À 20-25 ans, si on est intéressé par l’éco-construction, il n’est pas certain que tes enseignants qui ont 60 ans, qui ont une autre culture architecturale vont nous en parler. Il faut absolument instaurer un dialogue. Cette responsabilité est partagée et repose tout autant sur les étudiants que sur les enseignants. Ce dialogue est essentiel au sein des écoles, afin de faire émerger des sujets, de mettre sur pied des modules pédagogiques, de profiter de l’expérience des uns et de l’enthousiasme des autres.
Comment s’y prendre ? Cela peut être très simple. Gérer un bureau des étudiants avec son budget et ses comptes à rendre. Organiser un cycle de cinéma et sa médiation avec le public. Impulser un événement dans la rue et donc obtenir les autorisations nécessaires, les assurances, etc. Monter une structure : l’association est un bon premier pas, accessible tout en se confrontant à la rédaction de ses statuts, de ses objets, à la création d’un compte bancaire, à la gestion comptable. Toute expérience petite ou grande a son importance puisqu’elle va nous mettre face à des responsabilités, à des clients, à des gens qui t’ont fait confiance… En parallèle de l’école, il faut que les étudiants fassent ces premières expériences.
Le CAAPP
L’expérimentation – constructive notamment – vous est chère. Vous travaillez actuellement à l’établissement du CAAPP pour Cluster Art Architecture Paysage Patrimoine. De quoi s’agit-il ?

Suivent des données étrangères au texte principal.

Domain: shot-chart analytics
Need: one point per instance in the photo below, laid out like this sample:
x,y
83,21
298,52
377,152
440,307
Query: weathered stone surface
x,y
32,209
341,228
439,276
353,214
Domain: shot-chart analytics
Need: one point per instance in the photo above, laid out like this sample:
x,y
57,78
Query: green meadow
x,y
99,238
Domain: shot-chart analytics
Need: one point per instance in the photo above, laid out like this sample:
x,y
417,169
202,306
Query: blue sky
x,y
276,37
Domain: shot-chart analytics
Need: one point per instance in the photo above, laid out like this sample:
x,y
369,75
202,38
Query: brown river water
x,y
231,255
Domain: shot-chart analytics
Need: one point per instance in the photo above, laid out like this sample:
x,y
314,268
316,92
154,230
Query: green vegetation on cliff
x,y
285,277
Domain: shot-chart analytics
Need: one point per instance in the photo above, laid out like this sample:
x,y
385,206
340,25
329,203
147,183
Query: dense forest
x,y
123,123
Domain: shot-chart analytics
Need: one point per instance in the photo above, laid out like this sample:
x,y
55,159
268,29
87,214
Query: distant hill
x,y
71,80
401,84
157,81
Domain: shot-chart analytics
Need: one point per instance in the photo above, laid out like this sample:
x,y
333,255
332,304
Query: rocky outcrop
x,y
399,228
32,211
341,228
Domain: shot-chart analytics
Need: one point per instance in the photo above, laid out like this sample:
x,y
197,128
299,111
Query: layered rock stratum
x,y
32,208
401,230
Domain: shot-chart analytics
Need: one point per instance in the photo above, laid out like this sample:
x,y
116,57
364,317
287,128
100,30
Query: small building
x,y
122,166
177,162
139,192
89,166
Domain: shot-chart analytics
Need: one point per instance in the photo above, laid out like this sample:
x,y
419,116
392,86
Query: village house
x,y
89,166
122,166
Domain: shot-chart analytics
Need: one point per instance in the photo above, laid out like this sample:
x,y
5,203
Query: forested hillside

Le ministère de la Culture a demandé à Bellastock de cristalliser ses 15 ans d’expériences dans un lieu destiné aux étudiants des écoles d’architecture (mais aussi d’art, de paysage, de design) franciliennes : le CAAPP, situé sur un coteau de le Seine à Évry-Courcouronnes, à moins d’une heure de Paris.
En plus de mutualiser des moyens, il proposera aux écoles à l’étroit dans leurs locaux ce qui leur manque cruellement pour expérimenter : de l’espace et du temps. L’échelle 1 et le temps long (celui du vivant par exemple) ne seront plus impossibles.
D’autres objectifs sous-tendent ce projet : le croisement des disciplines, il faut faire travailler ensemble des étudiants de cursus différents sur des projets communs, concrets et construits ; la réflexion sur les enjeux contemporains de la construction, il doit devenir un laboratoire de propositions, d’idées, d’expérimentations abordant toutes les facettes de la construction et de l’aménagement ; la mise en acte d’engagements écologistes ; l’ouverture au territoire d’accueil et à ses habitants. Ce serait une erreur de faire un lieu fermé, où un groupe de créateurs venus de l’extérieur réfléchissent en huis-clos. N’oublions pas qu’Évry fut une ville nouvelle, et donc le lieu d’expérimentations nombreuses, parfois ratées parfois réussies. Alors expérimentons.
C’est un lieu qui réunira les écoles et qui un jour fera école.